Quantfury Gazette
Palantir (NYSE: PLTR) is civilized with inclusion into S&P 500, but civil it is not
Palantir Technologies (NYSE: PLTR)—a data analytics firm known for its secretive work with US intelligence agencies—has been growing quickly by expanding to serve commercial clients and just took a major step toward the mainstream by being included in the flagship S&P 500 index. Anyone who thinks that means the company could be getting soft need only listen to recent comments from CEO and co-founder Alex Karp, because it’s still going for the literal kill.
In a letter to shareholders last month, the outspoken CEO outlined the company’s bold strategy and reaffirmed the commitment to its number one client despite a push into more commercial endeavors. Karp noted that trailing twelve-month revenue from its US government business had surpassed $1 billion for the first time, and he made a case for a so-called “American dynamism” that connects the interests of the country’s public and private sectors in a world full of enemies.
“The strength and dominance of the US military must be preserved and defended,” he said, adding that the company wants to use its expertise to help American companies and allied countries deploy artificial intelligence systems to go “beyond the merely performative and academic.” “The terrain for every institution in the world that seeks to survive has shifted as a result of the arrival of large language models and their capabilities,” he said.
At the heart of a transformation Karp says will eventually 10X the size of the company is a new AI platform capable of making the US and its Western allies “the dominant force again in this world.” It’s already showing early success, and the company saw revenue surge 27% in the last quarter to $678 million with government clients accounting for 55% of the total. Commercial sales are growing at the fastest pace, surging 33% in the second quarter.
“If you want to really kill your adversary on the battlefield, or change the economics of your business, you need a way of processing the raw resources,” Karp said on CNBC earlier this week, explaining the success Palantir has had in developing products that allow its customers to make use of the data being turned out by new AI products.
“Large language models are like hydrocarbons in the ground,” Karp explained. “They need to be processed. If you’re going to do something beyond chat, something that is crucial for the business, like bringing hydrocarbons out of the ground, or actually, in the case of the government context, monitoring troops, figuring out how to kill your adversary while staying alive, that raw knowledge has to be processed and put in your system.”
Whether facing physical or cyber attacks on the battlefield or over corporate networks, Karp said it was important to be thinking about defense. Customers, whether corporate or government, should be talking less and acting more, he said, stating that “if you want to stop interference, either kinetic or physical, you have to impose a price, and that price has to be significant and clear.”
Chief Revenue Officer Ryan Taylor, meanwhile, says the company has the opportunity to tap into a market worth $600 billion and help companies leap from merely developing AI prototypes to using them to make real-world decisions, from deciding who is creditworthy to creating maintenance plans for telecommunications lines. He highlighted new deals with Tampa General—a large hospital in Florida—and Panasonic Energy of North America, demonstrating Palantir’s expansion beyond supporting clandestine services. But the company is also staying close to its roots and expanding work with Project Maven, the Defense Department’s signature AI program.

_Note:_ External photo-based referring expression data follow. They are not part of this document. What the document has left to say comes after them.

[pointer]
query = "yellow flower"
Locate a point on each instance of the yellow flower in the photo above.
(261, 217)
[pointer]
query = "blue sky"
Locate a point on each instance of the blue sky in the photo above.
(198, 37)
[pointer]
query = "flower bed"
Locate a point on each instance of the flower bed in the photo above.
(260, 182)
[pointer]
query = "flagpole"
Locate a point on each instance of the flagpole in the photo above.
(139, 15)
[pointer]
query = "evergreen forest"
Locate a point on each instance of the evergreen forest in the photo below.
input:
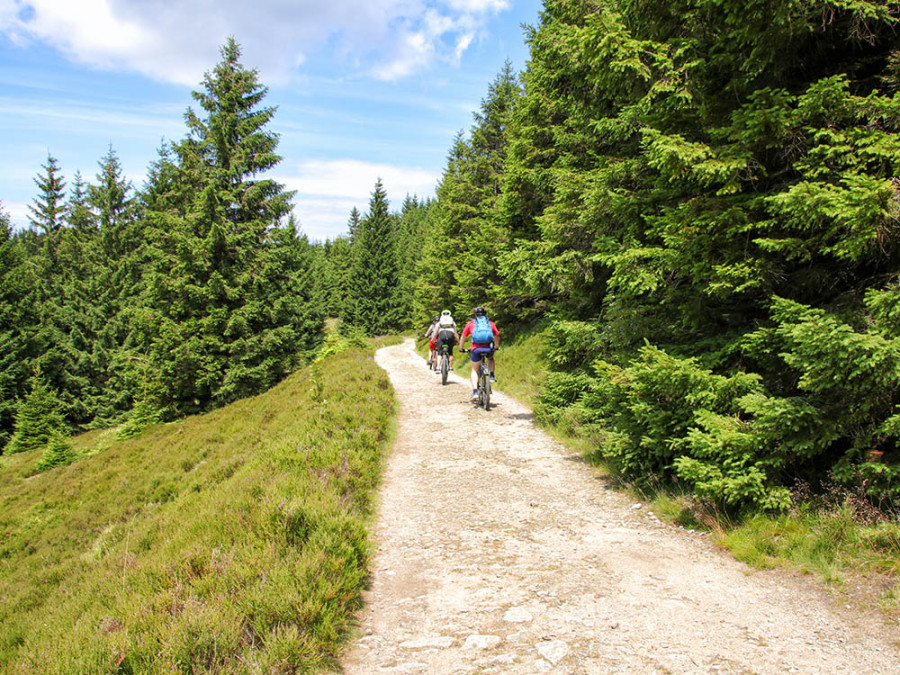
(694, 201)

Palantir shares have surged 143% over the past year amid growing expectations for its AI platform, significantly outperforming the broader S&P 500 that’s up 29% over the same period. The company’s inclusion in the index later this month could be further supportive, as many tracking funds will need to purchase shares. The move—which will extend ownership of the mysterious company to millions of retirement accounts—was widely celebrated by retail traders who religiously follow the company. Palantir, which also counts American venture capitalist Peter Thiel as a co-founder, is somewhat unique in that individual investors control most of the company’s stock.

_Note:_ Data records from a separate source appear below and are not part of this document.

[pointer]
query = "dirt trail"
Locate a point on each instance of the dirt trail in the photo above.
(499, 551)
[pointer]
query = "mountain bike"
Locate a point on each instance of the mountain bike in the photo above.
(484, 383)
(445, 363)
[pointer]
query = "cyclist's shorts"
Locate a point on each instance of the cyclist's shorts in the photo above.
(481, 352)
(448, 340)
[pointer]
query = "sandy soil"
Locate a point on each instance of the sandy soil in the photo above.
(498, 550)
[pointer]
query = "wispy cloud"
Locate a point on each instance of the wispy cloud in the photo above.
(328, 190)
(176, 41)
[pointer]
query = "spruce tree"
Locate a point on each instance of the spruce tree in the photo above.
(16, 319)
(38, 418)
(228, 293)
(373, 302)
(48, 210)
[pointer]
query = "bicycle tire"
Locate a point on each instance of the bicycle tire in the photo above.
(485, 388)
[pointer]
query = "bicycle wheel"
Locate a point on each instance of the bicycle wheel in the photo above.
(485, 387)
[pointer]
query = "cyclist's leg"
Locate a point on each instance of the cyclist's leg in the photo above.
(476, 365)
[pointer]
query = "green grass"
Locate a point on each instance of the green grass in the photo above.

“The rebels won,” Karp said in a video filmed for the many retail investors whom he praised for being courageous enough to invest their own money in what they believe in. Running through a forest and clutching hot pink hiking poles, he said that many doubters had viewed the company as a “Frankenstein monster, powered by a freakshow leader” but that it was now profitable and worthy of the world’s most important index. “We did it our way.”
While some analysts say that low degrees of institutional ownership can make a company’s shares more volatile because individuals are prone to making short-term moves, Palantir celebrates its retail shareholders. It’s easy to see why, as they provide it with a diversified and distributed ownership base that keeps any one shareholder or institution from having the power to sway its strategy. That all means the company can stay true to its rebel cause and operate unencumbered from any possible detractors from its overall mission. With friends like that, it’s Uncle Sam who may be the biggest winner.